En Mer du Nord, des phoques cherchent leur repas dans les parcs éoliens offshore

Temps de lecture : 2 min

Leurs proies y sont nombreuses.

Seals @ Horsey Gap, Norfolk/ Tim Parkinson via Flickr CCLicence By
Seals @ Horsey Gap, Norfolk/ Tim Parkinson via Flickr CCLicence By

Les mammifères marins aiment bien partir chasser autour des parcs éoliens offshore. Des chercheurs de l’Université britannique St Andrew se sont penchés sur les trajets et voyages de dizaines de phoques «communs» et de phoques gris, vivant autour des côtes britanniques et hollandaises dans la Mer du Nord, tous enregistrés et munis d’un GPS.

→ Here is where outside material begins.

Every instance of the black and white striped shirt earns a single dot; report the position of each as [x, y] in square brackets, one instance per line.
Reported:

Les résultats sont détaillés dans la revue Current Biology: sur les presque 120 phoques marqués, 11 se sont baladés à plusieurs reprises dans deux parcs éoliens actifs, Apha Ventus, en Allemagne, et Sheringham Shoal, dans le sud-est du Royaume-Uni.

Les chercheurs en ont déduit que les phoques sont attirés par les bases de ces structures, qui agissent comme des récifs artificiels où les proies pullulent. Un bon spot pour chasser, donc. En outre, ces mammifères marins se déplacent selon un modèle quadrillé, en faisant des lignes droites entre les bases des éoliennes, comme pour tester le potentiel alimentaire de chacune. Deborah Russel, membre de l’équipe, explique cela à BBC News:

«L’animal bouge essentiellement d’une éolienne à une autre, presque comme s’il était en train de vérifier "OK, est-ce qu’il y a moyen de manger par ici?". Et ensuite, il reste pendant un moment assez long, quand il y a des opportunités de trouver de la nourriture.»

On ne sait pas exactement quel fut le menu des phoques. Mais ils ont sûrement été attirés par des poissons comme la morue ou le merlan, qui se nourrissent eux-mêmes d’invertébrés vivant sur les récifs.

Ce comportement concerne une petite proportion de phoques, et c’est une stratégie de chasse gagnante, puisque les phoques en question l’ont reproduite plusieurs fois… Mais comme les éoliennes en mer vont se multiplier, davantage d'entre eux devraient être touchés. Plus de recherches seront nécessaires pour comprendre les effets de cette attirance vers les parcs éoliens. L’étude précise ainsi:

«Les conséquences écologiques dépendront de si ces récifs engendrent une augmentation, ou juste une concentration de proies. […] Nous devrons résoudre cette incertitude pour évaluer si ces structures anthropogéniques doivent être conçues et gérées pour réduire leur empreinte écologique globale (si elles concentrent la biomasse et agissent comme des pièges écologiques) ou bien pour maximiser les bénéfices écologiques potentiels (par exemple offrir de nouvelles possibilités d’alimentation aux grands prédateurs).»

Et les navires de maintenance ou le bruit des éoliennes pourraient peut-être avoir un impact négatif sur les phoques ayant ces parcs comme cantine.